Everyone likely has their own bag of go-to distractions that they turn to in moments when they need to deflect or distract someone just long enough for a meeting to end, a temper tantrum to subside, or an anxiety to abate.
I often start with almost factual information. By getting a sensational and exciting story almost correct, I trigger people to check their own phones to see if they can prove me wrong about some detail that isn’t as important as recognizing some bigger problem, like not getting an assignment done.
This phone check also tends to pull people’s minds into their electronic devices, where they might see text messages that need attention, a picture of their dog that reminds them of an upcoming trip to the vet, or some other big news that will divert their attention away from my almost factual statement and whatever other subject I’m trying to avoid.
Then, there’s always passion. I’m a generally level-headed person who stays calm, even when discussing subjects that are near and dear to me. Dialing up the passion, like changing the decibel level in a soft song with a message, can be distracting and effective. “I can’t believe the spectacular sportsmanship that women’s softball team displayed when they carried the player from the other team around the infield so she could touch all the bases after she fell. I’m so inspired.”

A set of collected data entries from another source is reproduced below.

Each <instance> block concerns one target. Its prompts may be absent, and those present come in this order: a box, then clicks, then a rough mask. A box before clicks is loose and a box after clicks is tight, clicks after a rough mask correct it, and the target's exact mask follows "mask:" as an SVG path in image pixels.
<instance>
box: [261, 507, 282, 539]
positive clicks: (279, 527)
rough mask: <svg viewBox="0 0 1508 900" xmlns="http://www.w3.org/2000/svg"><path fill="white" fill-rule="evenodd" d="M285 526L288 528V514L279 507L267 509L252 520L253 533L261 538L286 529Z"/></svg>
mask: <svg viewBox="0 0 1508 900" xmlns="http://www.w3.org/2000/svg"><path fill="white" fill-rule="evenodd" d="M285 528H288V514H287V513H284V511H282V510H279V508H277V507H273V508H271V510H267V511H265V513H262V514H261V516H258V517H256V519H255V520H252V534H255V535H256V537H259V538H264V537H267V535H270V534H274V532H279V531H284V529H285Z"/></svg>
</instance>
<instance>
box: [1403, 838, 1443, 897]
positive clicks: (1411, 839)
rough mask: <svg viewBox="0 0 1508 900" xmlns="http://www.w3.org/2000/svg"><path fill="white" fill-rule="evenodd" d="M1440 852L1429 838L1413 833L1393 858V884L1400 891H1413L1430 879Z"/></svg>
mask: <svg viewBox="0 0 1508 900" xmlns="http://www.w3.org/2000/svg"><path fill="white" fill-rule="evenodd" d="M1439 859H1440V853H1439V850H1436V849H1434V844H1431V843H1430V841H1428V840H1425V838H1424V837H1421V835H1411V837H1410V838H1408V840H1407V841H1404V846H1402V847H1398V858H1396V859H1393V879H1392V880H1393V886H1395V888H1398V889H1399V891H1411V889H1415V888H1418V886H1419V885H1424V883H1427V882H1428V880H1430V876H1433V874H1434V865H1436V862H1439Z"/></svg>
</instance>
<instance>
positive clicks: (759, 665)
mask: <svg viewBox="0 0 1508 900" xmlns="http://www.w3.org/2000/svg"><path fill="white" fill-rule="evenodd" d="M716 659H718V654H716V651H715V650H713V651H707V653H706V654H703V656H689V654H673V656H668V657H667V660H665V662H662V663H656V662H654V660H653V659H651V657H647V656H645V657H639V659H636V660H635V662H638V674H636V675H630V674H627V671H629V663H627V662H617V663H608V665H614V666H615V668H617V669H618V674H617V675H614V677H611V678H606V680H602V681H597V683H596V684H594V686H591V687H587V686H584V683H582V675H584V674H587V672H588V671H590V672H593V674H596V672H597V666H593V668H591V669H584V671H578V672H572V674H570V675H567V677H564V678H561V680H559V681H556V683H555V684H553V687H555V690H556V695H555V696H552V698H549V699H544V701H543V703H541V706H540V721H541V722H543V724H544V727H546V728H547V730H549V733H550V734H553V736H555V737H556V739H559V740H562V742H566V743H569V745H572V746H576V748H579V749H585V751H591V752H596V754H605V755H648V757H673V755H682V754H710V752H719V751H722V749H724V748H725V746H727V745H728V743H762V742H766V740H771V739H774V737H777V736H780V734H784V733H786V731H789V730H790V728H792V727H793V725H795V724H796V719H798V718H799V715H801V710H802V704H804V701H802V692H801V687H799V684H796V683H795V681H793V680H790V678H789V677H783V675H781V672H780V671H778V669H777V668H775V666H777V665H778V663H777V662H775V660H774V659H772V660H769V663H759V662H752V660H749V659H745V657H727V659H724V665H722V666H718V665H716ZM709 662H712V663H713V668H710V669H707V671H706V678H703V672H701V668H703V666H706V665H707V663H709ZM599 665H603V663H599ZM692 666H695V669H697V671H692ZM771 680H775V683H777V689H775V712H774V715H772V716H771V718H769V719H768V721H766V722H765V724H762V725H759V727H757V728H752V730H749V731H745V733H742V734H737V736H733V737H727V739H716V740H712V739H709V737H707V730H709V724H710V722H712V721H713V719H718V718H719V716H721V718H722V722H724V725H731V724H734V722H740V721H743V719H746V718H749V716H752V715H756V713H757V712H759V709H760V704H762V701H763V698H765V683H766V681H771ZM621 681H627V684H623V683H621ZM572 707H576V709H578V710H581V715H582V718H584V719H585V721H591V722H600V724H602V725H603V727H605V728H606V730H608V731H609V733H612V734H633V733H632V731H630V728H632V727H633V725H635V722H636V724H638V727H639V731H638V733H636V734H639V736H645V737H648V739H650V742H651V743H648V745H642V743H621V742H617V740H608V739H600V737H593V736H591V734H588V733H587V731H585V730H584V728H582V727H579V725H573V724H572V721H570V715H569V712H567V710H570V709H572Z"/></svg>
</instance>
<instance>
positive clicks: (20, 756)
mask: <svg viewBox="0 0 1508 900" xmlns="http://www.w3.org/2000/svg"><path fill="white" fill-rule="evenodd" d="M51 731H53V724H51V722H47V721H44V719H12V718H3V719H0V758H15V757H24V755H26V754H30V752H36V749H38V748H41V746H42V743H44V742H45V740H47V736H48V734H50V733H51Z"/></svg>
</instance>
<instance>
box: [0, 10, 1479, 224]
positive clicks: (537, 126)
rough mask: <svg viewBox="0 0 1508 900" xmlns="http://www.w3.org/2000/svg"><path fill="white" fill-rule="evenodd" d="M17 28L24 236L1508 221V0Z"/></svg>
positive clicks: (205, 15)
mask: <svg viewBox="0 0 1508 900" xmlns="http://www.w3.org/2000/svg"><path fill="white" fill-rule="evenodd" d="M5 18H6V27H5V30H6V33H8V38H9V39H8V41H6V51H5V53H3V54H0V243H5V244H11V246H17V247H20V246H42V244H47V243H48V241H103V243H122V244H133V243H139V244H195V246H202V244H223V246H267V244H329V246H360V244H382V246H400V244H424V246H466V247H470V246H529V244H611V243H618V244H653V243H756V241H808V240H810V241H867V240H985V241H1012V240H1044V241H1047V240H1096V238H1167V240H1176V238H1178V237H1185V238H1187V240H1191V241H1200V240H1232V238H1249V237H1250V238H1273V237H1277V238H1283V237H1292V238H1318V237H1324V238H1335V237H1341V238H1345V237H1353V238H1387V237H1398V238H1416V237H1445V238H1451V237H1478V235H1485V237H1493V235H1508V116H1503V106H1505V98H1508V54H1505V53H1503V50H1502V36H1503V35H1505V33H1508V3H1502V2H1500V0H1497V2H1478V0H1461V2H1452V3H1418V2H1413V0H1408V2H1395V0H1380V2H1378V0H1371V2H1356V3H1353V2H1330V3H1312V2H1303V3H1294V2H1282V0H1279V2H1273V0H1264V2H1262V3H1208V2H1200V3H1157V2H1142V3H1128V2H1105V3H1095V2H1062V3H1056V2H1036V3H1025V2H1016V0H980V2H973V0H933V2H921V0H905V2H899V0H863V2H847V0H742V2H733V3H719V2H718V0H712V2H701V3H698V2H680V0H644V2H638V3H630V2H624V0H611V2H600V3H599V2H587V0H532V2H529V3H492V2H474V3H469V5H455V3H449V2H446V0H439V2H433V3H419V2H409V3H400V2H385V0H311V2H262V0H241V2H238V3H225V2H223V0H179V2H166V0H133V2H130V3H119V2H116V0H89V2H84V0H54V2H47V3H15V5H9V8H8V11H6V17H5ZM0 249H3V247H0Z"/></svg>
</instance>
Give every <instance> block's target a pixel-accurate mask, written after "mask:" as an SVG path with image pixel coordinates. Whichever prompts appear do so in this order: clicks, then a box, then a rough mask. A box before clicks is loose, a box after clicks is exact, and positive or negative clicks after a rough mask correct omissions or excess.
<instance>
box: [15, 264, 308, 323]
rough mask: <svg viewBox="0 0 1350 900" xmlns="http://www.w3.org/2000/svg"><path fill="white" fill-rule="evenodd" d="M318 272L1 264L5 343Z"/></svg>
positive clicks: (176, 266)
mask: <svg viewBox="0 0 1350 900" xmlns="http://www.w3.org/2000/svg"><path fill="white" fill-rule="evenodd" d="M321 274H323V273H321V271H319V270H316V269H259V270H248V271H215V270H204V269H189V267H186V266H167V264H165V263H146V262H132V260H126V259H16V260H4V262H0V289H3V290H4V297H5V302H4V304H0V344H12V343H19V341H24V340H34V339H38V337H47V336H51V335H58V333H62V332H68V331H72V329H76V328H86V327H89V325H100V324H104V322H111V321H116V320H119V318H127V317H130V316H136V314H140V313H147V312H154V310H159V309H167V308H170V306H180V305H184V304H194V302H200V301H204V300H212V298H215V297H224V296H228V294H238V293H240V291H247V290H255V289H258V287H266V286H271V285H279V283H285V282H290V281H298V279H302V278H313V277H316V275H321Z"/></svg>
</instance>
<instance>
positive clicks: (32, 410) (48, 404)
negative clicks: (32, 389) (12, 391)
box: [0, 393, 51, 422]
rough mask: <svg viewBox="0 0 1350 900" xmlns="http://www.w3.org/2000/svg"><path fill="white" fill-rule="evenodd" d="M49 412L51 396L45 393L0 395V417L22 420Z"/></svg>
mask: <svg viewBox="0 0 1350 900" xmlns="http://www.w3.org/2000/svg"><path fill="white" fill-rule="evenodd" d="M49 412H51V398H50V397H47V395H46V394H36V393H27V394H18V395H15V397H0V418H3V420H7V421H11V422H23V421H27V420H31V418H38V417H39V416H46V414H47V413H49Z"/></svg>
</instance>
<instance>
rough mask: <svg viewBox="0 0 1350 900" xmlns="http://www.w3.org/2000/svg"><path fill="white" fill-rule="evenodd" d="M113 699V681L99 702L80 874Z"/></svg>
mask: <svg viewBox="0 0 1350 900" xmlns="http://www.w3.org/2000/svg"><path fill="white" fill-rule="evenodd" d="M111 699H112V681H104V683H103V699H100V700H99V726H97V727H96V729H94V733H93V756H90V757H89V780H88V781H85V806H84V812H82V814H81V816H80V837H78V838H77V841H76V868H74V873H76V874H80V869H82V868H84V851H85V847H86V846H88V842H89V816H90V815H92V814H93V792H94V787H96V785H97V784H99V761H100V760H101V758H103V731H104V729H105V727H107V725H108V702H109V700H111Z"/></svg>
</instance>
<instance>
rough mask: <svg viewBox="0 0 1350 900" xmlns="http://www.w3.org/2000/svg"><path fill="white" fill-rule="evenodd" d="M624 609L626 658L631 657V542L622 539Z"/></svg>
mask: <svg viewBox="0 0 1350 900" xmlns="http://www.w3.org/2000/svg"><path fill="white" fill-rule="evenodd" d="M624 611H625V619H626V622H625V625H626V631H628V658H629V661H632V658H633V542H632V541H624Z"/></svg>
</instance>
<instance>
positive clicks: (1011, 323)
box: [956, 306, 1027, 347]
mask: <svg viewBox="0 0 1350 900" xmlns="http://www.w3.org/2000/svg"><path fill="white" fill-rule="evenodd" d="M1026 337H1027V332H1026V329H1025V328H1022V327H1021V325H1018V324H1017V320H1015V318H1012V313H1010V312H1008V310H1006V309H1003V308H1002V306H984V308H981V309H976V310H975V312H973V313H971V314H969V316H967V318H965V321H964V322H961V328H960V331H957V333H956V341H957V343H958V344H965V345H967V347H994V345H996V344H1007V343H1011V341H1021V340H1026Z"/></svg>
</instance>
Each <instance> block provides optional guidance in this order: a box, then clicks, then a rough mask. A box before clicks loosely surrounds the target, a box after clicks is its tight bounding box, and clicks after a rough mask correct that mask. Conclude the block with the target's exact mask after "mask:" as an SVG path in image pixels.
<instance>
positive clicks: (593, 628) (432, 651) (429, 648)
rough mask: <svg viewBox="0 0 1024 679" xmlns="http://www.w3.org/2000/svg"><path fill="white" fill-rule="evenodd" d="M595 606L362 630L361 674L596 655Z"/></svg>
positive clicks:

That, of course, also encourages people to dive back into their phones. Most of the time, that is effective unless the phone reminds them of whatever I’m trying to avoid, in which case, I turn to other methods.
Reverently appreciating silence is also an effective method. It’s the slow-down-so-we-can-think moment. Staring off into the distance, putting up a finger as if I’m coming up with some great idea, and then thanking that person for giving me that time can often alter the trajectory of a meeting.
Once the silence ends, I slowly offer an awed appreciation for the value of time and space, an admiration for nature, or anything else that suggests a depth that counterbalances my ineffective presentation.
Poignant anecdotes or even effective and dramatic metaphors, if given the opportunity to share them, can also suggest that I’m capable of deep thoughts, even if I haven’t had any related to the incomplete assignment.
Then, of course, there’s the Socratic method. Someone asks me something about an assignment, and I lean into it, asking a wide range of questions about the assignment, its direction, our target audience, and opportunities to build on it.
The answers to those questions sometimes reveal more about the expectations.
I never pretend to have a stomachache. I know people do that, but I get stomachaches often enough that I wouldn’t even pretend to have one, lest my system decided to oblige me and turn my charade into an afternoon of discomfort.
In a pinch, I metaphorically beat up on myself, suggesting how I could have done better on this and that I am disappointed in the pace at which I’m completing this project. It’s hard to beat up on someone who has already accepted responsibility and is eager to make amends.